As of today, the average rate on a 30-year fixed mortgage is 4.20% with an APR of 4.13%, according to Bankrate.com. The 15-year fixed mortgage has an average rate of 3.42% with an APR of 3.41%. On a 30-year jumbo mortgage, the average rate is 4.19% with an APR of 4.22%. The average rate on a 5/1 ARM is 2.93% with an APR of 4.03%.
Related: Compare Current Mortgage Rates
30-Year Fixed Mortgage Rates
The average rate stayed flat on a 30-year fixed mortgage, remaining at 4.20%. The 52-week high is 4.23%.
On a 30-year fixed mortgage, the APR is 4.13%, lower than it was last week. APR, or annual percentage rate, includes a loan’s interest rate and a loan’s finance charges. It’s the all-in cost of your loan.
At an interest rate of 4.20%, a 30-year fixed mortgage would cost 489 per month in principal and interest (taxes and fees not included) per $100,000, according to the Forbes Advisor mortgage calculator. The total interest paid over the life of the loan will be about $76,046.
15-Year Fixed-Rate Mortgage Rates
The average interest rate on the 15-year fixed mortgage is 3.42%. This same time last week, the 15-year fixed-rate mortgage was at 3.51%. Today’s rate is higher than the 52-week low of 2.28%.
On a 15-year fixed, the APR is 3.41%. Last week it was 3.55%.
At today’s interest rate of 3.42%, a 15-year fixed-rate mortgage would cost approximately 711 per month in principal and interest per $100,000. You would pay around $27,973 in total interest over the life of the loan.
Jumbo Mortgage Rates
On a 30-year jumbo, the average interest rate sits at 4.19%, lower than it was at this time last week. The average rate was 4.24% at this time last week. The 30-year fixed rate on a jumbo mortgage is currently higher than the 52-week low of 3.03%.
Borrowers with a 30-year fixed-rate jumbo mortgage with today’s interest rate of 4.19% will pay 488 per month in principal and interest per $100,000. That means that on a $750,000 loan, the monthly principal and interest payment would be around 3,663, and you’d pay approximately $568,771 in total interest over the life of the loan.
5/1 ARM Interest Rates
On a 5/1 ARM, the average rate stayed at 2.93%. The average rate was 2.87% last week. Today’s rate is currently lower than the 52-week high of 3.43%.
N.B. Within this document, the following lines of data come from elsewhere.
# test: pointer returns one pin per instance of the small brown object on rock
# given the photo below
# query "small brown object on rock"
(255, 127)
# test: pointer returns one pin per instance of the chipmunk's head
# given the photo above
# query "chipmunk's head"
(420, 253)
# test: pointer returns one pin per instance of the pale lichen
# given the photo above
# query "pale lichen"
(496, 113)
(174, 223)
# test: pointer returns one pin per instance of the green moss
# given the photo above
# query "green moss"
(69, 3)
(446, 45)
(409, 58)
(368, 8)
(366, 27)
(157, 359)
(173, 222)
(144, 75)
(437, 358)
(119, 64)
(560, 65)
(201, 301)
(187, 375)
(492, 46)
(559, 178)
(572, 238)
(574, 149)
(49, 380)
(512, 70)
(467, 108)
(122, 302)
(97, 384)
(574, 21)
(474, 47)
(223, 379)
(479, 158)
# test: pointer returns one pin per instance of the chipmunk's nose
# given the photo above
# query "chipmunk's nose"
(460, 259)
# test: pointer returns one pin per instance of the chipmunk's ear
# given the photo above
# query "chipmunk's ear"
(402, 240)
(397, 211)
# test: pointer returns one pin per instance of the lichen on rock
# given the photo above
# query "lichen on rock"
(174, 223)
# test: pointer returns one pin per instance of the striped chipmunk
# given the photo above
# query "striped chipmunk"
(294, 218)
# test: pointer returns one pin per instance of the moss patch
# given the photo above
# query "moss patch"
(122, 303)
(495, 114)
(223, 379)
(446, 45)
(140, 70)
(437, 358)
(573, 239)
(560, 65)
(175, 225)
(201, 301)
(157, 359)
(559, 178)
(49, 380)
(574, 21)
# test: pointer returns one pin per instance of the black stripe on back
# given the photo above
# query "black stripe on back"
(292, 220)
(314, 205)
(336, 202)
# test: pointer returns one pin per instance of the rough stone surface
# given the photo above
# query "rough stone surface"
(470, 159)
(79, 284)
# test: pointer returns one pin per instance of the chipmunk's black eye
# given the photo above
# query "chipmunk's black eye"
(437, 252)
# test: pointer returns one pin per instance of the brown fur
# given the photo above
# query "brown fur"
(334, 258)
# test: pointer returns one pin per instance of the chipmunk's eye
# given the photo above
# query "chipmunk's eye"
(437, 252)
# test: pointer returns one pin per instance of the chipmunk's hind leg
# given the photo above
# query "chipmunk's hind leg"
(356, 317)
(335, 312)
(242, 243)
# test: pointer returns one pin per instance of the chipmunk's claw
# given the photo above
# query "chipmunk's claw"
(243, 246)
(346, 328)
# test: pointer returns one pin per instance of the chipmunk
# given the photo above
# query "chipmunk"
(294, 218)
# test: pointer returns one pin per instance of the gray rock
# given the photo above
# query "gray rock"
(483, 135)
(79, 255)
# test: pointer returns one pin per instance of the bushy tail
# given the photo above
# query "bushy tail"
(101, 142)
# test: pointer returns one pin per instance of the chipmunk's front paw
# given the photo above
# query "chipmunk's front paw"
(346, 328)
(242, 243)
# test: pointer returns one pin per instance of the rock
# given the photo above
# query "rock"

Borrowers with a 5/1 ARM of $100,000 with today’s interest rate of 2.93% will pay 418 per month in principal and interest.
Calculating Mortgage Payments
Mortgages and mortgage lenders are often a necessary part of purchasing a home, but it can be difficult to understand what you’re paying for—and what you can actually afford.
To estimate your monthly mortgage payment, you can use a mortgage calculator. It will provide you with an estimate of your monthly principal and interest payment based on your interest rate, down payment, purchase price and other factors.
To calculate your monthly mortgage payment, here’s what you’ll need:
- Home price
- Down payment amount
- Interest rate
- Loan term
- Taxes, insurance and any HOA fees
What you can afford depends on a number of factors, including your income, debt, debt-to-income ratio, down payment and credit score.
You also want to consider closing costs, property taxes, insurance costs and ongoing maintenance expenses.
The type of loan you choose can also affect how much house you can afford. When shopping for a loan, think about whether a conventional mortgage, FHA loan, VA loan or USDA loan is best for your particular situation.
Why APR Is Important
Annual percentage rate, or APR, takes into account interest, fees and time. It’s the total cost of your loan and includes both the loan’s interest rate and its finance charges.
APR is important because it can help you understand the full cost of your home loan if you decide to keep it for the entire term.